In this corner, from the Land of the Setting Sun of CA, we
have the gorgeous, easy-to-use, "I'm an incredibly-expensive
cheese-grater" Power Mac G5. And in this corner, the "Hide me under
your desk before I scare small children" utilitarian black box from
Austin, the Dell Precision 470. Which will whip through progress bars
so fast your hair blows off? Let's find out.

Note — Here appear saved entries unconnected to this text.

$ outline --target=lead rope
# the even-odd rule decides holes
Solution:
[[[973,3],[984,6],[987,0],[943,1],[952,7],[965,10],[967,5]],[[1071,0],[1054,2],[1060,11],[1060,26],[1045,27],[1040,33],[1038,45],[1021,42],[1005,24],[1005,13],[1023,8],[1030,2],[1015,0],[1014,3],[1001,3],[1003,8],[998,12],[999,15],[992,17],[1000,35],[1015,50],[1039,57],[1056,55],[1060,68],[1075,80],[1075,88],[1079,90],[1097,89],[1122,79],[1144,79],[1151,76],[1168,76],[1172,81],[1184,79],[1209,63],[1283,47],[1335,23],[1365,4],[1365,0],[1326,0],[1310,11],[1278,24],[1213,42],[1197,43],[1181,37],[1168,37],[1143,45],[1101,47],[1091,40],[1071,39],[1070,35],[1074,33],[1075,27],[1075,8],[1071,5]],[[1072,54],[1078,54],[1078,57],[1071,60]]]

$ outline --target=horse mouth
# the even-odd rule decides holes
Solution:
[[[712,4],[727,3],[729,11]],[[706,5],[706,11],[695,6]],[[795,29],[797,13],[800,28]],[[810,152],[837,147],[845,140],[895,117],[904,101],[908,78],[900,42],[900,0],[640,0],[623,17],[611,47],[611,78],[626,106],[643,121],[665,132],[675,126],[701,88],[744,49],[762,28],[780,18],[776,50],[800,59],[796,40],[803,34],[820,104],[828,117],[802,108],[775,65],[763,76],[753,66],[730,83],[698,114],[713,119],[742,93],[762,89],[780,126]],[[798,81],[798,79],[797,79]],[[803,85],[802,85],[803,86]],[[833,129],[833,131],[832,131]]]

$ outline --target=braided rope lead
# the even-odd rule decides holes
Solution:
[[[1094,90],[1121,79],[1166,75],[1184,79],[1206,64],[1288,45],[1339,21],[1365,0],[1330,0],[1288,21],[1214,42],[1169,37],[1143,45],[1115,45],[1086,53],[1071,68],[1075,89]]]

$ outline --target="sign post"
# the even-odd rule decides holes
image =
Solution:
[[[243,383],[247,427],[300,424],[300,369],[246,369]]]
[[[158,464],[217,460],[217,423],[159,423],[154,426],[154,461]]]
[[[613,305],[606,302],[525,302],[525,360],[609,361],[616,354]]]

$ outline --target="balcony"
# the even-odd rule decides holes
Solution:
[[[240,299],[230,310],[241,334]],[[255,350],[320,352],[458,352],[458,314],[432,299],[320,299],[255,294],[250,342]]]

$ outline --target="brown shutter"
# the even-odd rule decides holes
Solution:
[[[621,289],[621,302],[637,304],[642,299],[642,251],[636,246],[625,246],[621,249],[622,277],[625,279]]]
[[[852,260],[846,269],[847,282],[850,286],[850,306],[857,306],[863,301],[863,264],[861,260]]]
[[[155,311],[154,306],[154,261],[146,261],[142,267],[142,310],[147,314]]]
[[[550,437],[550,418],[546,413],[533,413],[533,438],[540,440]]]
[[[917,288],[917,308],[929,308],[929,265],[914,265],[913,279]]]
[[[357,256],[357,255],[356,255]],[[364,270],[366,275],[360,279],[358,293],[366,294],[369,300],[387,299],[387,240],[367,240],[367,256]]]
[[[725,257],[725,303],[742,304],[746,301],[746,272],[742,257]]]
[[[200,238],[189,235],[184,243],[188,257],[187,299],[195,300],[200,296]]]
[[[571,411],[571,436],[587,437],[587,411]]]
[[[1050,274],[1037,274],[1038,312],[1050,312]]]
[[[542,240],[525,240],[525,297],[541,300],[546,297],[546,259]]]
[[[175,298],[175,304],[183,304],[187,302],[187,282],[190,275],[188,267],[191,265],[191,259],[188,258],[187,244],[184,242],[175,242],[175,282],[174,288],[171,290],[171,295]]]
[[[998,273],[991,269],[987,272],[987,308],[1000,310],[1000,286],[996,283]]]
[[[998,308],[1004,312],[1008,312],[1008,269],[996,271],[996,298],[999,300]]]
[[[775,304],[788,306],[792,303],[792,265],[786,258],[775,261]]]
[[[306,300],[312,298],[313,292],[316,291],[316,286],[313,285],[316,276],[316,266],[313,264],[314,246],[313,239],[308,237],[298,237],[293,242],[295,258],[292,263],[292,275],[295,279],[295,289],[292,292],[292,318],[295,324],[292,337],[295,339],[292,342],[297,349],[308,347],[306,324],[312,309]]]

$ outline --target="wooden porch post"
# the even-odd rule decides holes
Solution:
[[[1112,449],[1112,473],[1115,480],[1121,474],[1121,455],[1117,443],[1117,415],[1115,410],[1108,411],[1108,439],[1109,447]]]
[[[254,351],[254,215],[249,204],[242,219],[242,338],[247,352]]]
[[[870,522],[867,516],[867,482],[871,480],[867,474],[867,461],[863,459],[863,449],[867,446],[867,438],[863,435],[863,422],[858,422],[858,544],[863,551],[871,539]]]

Mac Design Pro has a comparison
of a 3.6G Dell Xeon versus Apple's flagship 2.5G dual G5 running Adobe
After Effects. Dell wins the smackdown hands-down, though the Mac holds
its own. If you want to recreate the contest, it'll cost you — got
US$4500
burning a hole in your pocket? Even if you do, you might want to wait:
Apple's line is long overdue for a major update (3G was promised for
nearly a year ago), and the Xeon should also get a speed bump; both are
expected this summer.

Can audio users learn something from a graphics benchmark? Absolutely,
if for no other reason that real-world audio benchmarking is nearly
impossible; at least a graphics battery gives a somewhat fair
number-crunching test. (Apple infamously cooked up a bogus benchmark in
Logic and Cubase for its G5 unveiling, demonstrating, um, 'real-world'
performance for the next time you need to run a few dozen reverbs at
once.)

But I wouldn't sweat the details. I've tested Ableton Live, Logic Pro
7, Cubase SX3, and other apps on a dual-2.5G G5, and I can safely brand
the combination "pretty freakin' fast." And I'm someone who can
normally bring any CPU to its knees. High-end PC? Ditto. So basically
at this point, it's not chip performance we're waiting for: it's faster
laptops, and cheaper high-end desktops.